Después del calvario de Ohio (así lo llamó él más tarde), Barber encontró trabajo en una serie de pequeñas y desconocidas universidades del Medio Oeste y el Oeste. Lo que en un principio pareció que sería un exilio temporal se alargó durante más de veinte años y al final el mapa de sus heridas estaba delimitado por puntos en todas las esquinas del corazón de Estados Unidos: Indiana y Texas, Nebraska y Oklahoma, Dakota del Sur y Kansas, Idaho y Minnesota. Nunca se quedaba en ningún sitio más de dos o tres años y, aunque las universidades eran todas muy parecidas, el movimiento constante le impedía aburrirse. Barber tenía una gran capacidad de trabajo y en la polvorienta calma de aquellos retiros prácticamente no hacia otra cosa: producía continuamente artículos y libros, asistía a congresos y daba clases, dedicaba tantas horas a sus alumnos y sus cursos que siempre salía elegido el profesor más estimado del campus. Su capacidad profesional no se ponía en duda, pero incluso cuando el escándalo de Ohio empezó a ser olvidado, las grandes universidades seguían rechazándole.
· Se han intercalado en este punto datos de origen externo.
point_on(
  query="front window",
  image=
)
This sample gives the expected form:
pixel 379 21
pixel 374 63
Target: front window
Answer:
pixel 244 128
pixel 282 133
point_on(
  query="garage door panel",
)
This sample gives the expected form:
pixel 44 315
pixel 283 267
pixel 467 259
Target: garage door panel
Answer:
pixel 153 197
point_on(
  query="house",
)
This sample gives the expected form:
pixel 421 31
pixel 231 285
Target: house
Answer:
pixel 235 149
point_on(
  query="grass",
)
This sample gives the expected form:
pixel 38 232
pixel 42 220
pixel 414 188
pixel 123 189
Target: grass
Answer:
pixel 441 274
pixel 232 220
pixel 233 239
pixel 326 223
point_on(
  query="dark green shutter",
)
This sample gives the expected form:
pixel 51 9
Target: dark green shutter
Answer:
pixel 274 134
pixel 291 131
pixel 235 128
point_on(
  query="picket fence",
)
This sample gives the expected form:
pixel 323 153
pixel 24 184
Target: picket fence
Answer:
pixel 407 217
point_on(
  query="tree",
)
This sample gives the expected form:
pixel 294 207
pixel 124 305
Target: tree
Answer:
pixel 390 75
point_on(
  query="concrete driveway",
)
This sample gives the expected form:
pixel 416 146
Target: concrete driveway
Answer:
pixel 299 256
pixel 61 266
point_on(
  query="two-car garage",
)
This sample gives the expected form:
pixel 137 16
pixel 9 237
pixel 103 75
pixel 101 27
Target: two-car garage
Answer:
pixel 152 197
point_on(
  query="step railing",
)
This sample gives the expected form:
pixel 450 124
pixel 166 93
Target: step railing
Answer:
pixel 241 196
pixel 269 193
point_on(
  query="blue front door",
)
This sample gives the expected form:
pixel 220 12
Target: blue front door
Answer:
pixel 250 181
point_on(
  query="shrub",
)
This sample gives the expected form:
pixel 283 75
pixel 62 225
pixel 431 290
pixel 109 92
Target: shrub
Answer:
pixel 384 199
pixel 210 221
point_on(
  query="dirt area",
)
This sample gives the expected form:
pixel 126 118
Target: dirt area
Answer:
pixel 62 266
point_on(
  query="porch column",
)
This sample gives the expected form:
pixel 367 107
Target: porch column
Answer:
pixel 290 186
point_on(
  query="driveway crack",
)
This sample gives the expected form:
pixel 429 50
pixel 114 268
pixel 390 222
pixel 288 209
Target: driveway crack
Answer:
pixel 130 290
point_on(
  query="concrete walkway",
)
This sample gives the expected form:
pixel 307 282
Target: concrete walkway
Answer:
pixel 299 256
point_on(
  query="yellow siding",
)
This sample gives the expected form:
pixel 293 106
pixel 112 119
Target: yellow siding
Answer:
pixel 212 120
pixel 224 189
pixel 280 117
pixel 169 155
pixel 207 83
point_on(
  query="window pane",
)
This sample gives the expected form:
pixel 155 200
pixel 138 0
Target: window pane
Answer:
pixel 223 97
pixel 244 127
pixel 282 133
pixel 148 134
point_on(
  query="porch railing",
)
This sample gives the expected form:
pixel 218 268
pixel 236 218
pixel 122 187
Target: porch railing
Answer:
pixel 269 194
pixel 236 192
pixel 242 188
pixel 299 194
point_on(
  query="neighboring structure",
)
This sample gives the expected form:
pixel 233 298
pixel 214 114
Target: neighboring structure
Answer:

Effing había hablado de McCarthy, pero la verdad es que la única incursión de Barber en la política de izquierdas había sido como compañero de viaje del movimiento pacifista en Columbia allá por los años treinta. No había estado oficialmente en la lista negra, pero a sus detractores les convenía rodear su nombre de insinuaciones de rojillo, como si ésa fuera una excusa mejor para rechazarle. Nadie estaba dispuesto a decirlo francamente, pero todos pensaban que Barber simplemente no encajaría allí. Era demasiado grande, demasiado llamativo, demasiado impenitente. Imaginaos a un titán de 170 kilos cruzando los patios de Yale con un gorro frigio. No era admisible. Ese hombre no tenía vergüenza ni sentido del decoro. Su simple presencia alteraría el orden de las cosas y ¿por qué buscar problemas cuando había tantos candidatos entre los que elegir?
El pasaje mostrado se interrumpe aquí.